Jumat, 21 Agustus 2009

Penerapan Syari’at Islam Di Desa Padang Bulukumba Sulawesi Selatan (1-bersambung)

Penerapan Syari’at Islam Di Desa Padang Bulukumba Sulawesi Selatan

Oleh: Lukman Ma’sa


Geliat pemberlakuan perda-perda bernuansa syari'ah memang telah bermunculan di berbagai daerah di Nusantara. Kesadaran akan pentingnya menjadikan Islam sebagai sistem yang mengatur kehidupan manusia lambat laun menemukan partisipannya.

Meski hal itu tidaklah mudah untuk diwujudkan, mengingat banyak arus-arus pemikiran yang justru bertentangan dengan keyakinan tersebut, kaum muslimin yang komit terhadap ajarannya terus berupaya untuk mewujudkannya.

Salah satu wilayah yang setidaknya memiliki unsur-unsur perda syari'at (meski tidak sempurna) adalah Bulukumba.

Salah satu wilayah di Sulawesi Selatan ini bisa dijadikan satu dari beberapa data peta da'wah bagi para da'i mengingat pemberlakuan perda-perda bernuansa syari'ah tersebut justeru sanggup dijalankan dan didukung oleh elemen partai besar yang tidak berasaskan Islam. Artinya, sesungguhnya syari'at Islam dapat diterima di masyarakat tak hanya dalam komunitas muslim saja.


Pendahuluan

Menegakkan Syari’at Islam dalam kehidupan sehari-hari adalah sesuatu yang harus dilaksanakan karena demikianlah yang diperintahkan Allah kepada setiap muslim baik laki-laki maupun perempuan.

Allah berfirman dalam al-Qur’an yang artinya:“Dan tidaklah patut bagi laki-laki yang mu’min dan tidak (pula) bagi perempuan yang mu’min, apabila Allah dan rasul-Nya telah menetapkan suatu ketetapan, akan ada bagi mereka pilihan (yang lain), tentang urusan mereka...”(Q.S. Al-ahzab/33:36).
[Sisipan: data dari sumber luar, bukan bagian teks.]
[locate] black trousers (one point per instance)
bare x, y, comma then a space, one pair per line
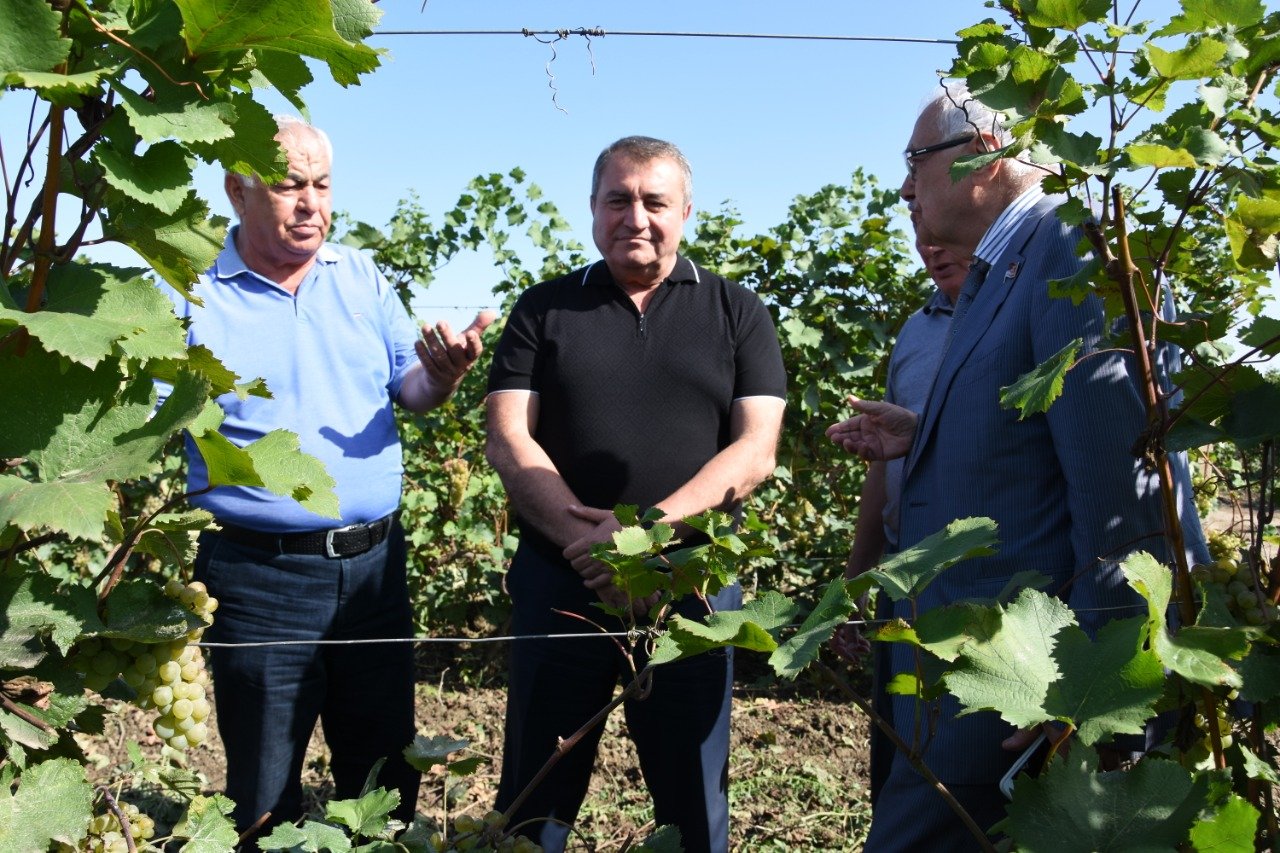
681, 729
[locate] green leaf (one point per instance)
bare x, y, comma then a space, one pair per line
1143, 810
1196, 653
909, 571
138, 610
287, 470
1230, 829
35, 609
1197, 59
51, 803
1034, 392
749, 628
94, 308
312, 836
160, 177
30, 41
799, 651
74, 509
1109, 685
425, 753
1010, 671
292, 26
365, 816
206, 826
1160, 156
179, 246
1064, 14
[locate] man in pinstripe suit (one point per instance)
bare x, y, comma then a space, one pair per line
1069, 496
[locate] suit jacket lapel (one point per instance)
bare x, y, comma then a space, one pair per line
969, 327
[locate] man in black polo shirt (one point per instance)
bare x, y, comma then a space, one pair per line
640, 379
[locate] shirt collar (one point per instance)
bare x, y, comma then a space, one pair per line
229, 264
996, 240
938, 302
684, 270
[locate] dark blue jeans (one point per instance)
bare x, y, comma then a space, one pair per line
269, 698
681, 730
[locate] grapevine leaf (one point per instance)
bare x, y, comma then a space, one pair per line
666, 839
74, 509
803, 647
138, 610
1109, 685
287, 470
292, 26
1201, 16
366, 815
909, 571
1011, 670
225, 463
1159, 156
206, 826
169, 118
1065, 14
30, 40
1230, 829
288, 73
312, 836
1197, 59
51, 803
1196, 653
1036, 391
1143, 810
33, 609
1260, 673
749, 628
179, 246
91, 309
251, 149
425, 753
160, 177
944, 630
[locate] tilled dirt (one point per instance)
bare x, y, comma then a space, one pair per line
798, 775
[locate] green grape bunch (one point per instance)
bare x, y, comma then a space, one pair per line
106, 835
485, 834
169, 678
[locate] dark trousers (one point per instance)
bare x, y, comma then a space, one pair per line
681, 729
269, 698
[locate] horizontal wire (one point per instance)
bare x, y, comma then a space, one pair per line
600, 33
636, 634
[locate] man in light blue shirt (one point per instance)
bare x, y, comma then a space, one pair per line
336, 347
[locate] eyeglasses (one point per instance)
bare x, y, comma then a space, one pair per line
910, 154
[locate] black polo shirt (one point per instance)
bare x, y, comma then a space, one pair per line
632, 405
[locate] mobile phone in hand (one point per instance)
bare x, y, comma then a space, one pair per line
1031, 762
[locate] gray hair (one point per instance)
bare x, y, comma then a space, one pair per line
643, 149
956, 112
291, 127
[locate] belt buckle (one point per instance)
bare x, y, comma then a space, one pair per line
328, 539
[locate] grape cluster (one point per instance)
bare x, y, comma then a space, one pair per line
169, 678
481, 835
106, 835
1242, 600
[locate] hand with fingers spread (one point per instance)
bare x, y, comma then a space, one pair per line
448, 356
881, 430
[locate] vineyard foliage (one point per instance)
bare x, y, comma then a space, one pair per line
1161, 133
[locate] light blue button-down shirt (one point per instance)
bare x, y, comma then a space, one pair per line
333, 355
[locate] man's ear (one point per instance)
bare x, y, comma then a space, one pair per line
234, 188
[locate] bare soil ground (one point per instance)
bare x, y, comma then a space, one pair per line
798, 774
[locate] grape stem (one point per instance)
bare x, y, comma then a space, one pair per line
126, 830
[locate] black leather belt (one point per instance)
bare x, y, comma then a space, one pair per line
339, 542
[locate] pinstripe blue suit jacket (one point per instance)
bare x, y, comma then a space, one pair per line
1068, 493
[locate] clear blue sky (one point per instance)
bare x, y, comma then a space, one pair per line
760, 121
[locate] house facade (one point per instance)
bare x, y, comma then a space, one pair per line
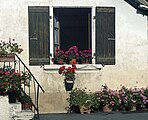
112, 29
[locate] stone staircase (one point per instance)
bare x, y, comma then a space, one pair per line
17, 113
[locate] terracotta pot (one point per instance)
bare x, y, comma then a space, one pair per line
106, 109
68, 85
7, 58
85, 109
60, 61
12, 96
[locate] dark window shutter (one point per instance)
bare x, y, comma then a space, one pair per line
105, 35
39, 38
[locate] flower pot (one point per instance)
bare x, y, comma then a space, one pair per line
7, 58
73, 61
106, 108
85, 109
60, 61
68, 85
12, 96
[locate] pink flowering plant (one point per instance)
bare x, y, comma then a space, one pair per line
10, 47
140, 97
72, 53
69, 72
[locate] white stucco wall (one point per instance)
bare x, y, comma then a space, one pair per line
131, 68
5, 108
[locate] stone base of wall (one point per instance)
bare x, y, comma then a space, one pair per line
53, 102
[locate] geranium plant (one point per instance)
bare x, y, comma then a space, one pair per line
69, 72
10, 47
85, 56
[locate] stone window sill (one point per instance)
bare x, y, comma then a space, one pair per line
80, 67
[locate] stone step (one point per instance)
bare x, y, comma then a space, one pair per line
24, 115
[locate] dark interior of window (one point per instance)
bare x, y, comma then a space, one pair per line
72, 27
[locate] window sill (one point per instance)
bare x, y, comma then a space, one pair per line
80, 67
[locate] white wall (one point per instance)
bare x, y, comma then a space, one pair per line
131, 67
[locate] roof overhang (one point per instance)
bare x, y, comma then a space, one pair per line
140, 5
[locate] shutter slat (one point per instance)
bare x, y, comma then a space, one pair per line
105, 35
39, 35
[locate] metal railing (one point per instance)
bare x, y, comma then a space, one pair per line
34, 88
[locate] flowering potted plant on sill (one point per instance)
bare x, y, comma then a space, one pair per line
59, 56
105, 99
85, 56
8, 50
72, 55
69, 74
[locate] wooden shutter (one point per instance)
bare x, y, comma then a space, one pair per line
39, 35
105, 35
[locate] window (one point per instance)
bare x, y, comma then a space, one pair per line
71, 26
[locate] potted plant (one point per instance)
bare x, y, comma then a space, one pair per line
59, 57
69, 74
85, 56
8, 49
72, 55
127, 102
26, 102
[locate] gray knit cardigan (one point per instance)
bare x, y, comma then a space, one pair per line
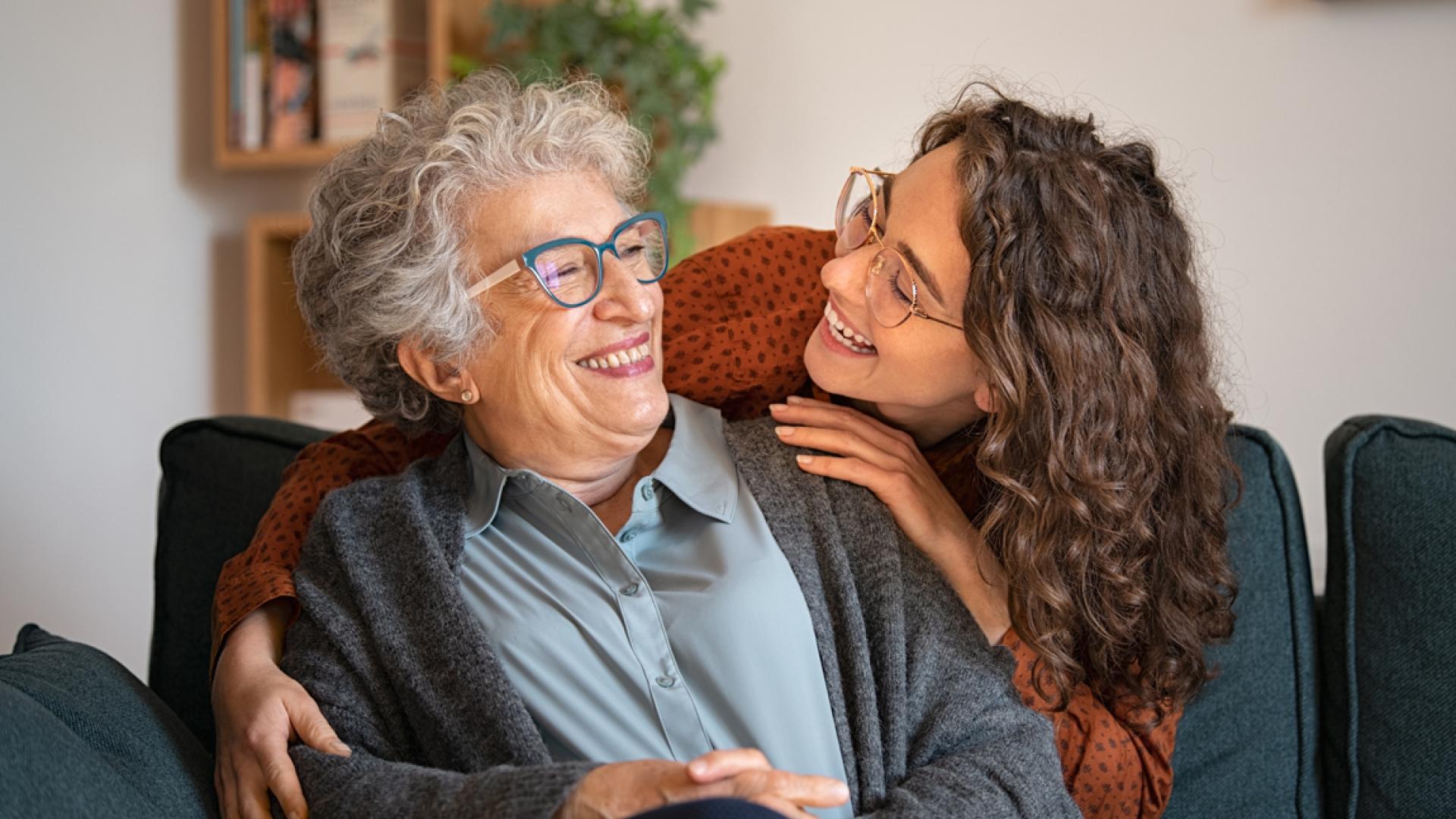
928, 720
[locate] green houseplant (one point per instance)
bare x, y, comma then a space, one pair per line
644, 55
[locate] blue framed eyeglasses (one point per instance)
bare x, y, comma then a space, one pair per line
571, 270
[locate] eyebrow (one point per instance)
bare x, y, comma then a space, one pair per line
921, 270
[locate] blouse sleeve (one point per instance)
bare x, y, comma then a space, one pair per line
737, 318
264, 570
1110, 768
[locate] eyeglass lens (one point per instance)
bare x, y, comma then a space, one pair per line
890, 289
571, 271
856, 212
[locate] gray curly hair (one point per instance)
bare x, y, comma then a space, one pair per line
388, 256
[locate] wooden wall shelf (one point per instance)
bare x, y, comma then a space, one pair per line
450, 27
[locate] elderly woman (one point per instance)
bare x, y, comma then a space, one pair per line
599, 591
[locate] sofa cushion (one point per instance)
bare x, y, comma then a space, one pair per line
218, 479
82, 736
1247, 744
1389, 713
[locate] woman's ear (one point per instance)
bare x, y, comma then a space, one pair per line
986, 400
444, 381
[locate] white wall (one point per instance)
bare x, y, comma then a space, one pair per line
1315, 137
1313, 140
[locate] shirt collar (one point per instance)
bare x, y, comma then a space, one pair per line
698, 468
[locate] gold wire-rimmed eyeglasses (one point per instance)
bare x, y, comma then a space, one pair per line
892, 290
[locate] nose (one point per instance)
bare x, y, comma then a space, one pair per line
622, 297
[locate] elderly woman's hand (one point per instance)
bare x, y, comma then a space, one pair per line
887, 463
258, 710
625, 789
Demikian pula Rasulullah saw jauh hari telah mengingatkan kita akan wajibnya berhukum hanya kepada apa yang beliau bawa sebagaimana sabdanya:
لاَيُؤمِنُ اَحَدُ كُم حَتَّى يَتَّبِعُ هَوَاهُ لِمَاجِئتُ بِهِ.

Artinya: “Salah seorang diantara kamu tidak beriman sebelum hawa nafsunya mengikuti apa yang aku bawa”.

Di sini sangat jelas bahwa iman seseorang tidak sempurna kecuali jika beriman kepada Allah, rela kepada keputusannya dalam masalah kecil maupun besar, berhukum kepada syari’at-Nya dalam segala masalah, baik yang berkaitan jiwa, harta, dan kehormatan.

Selain ayat-ayat, hadits, dan keterangan ulama di atas masih banyak ayat lain yang memerintahkan umat Islam agar menjalankan Syari’at Islam, menegakkannya di muka bumi ini dan menjadikannya sebagai sumber hukum. Maka dari sini penerapan Syariat Islam bagi umat Islam merupakan sesuatu yang mendesak untuk segera dilaksanakan.

Sehubungan dengan perjuangan penegakan Syari’at Islam di Indonesia, dan sejak awal masuknya Islam ke Nusantara, ia telah mengalami pasang surut. Salim Segaf Al-Jufri mengutip tulisan Muhammad Iqbal mengatakan bahwa sebenarnya sejak Islam masuk ke Indonesia abad ke-7, penerapan Syari’at Islam sudah berlangsung di beberapa kerajaan Nusantara baik dalam kehidupan bermasyarakat maupun bernegara.

Setelah sekian puluh tahun isu penerapan Syari’at Islam hilang dari pentas nasional, maka pada era reformasi yang ditandai dengan lengsernya Presiden Soeharto dari tampuk kekuasaannya tanggal 21 Mei 1998, penerapan Syari’at Islam di Indonesia kembali disuarakan kaum Muslimin baik melalui parlemen maupun di luar parlemen.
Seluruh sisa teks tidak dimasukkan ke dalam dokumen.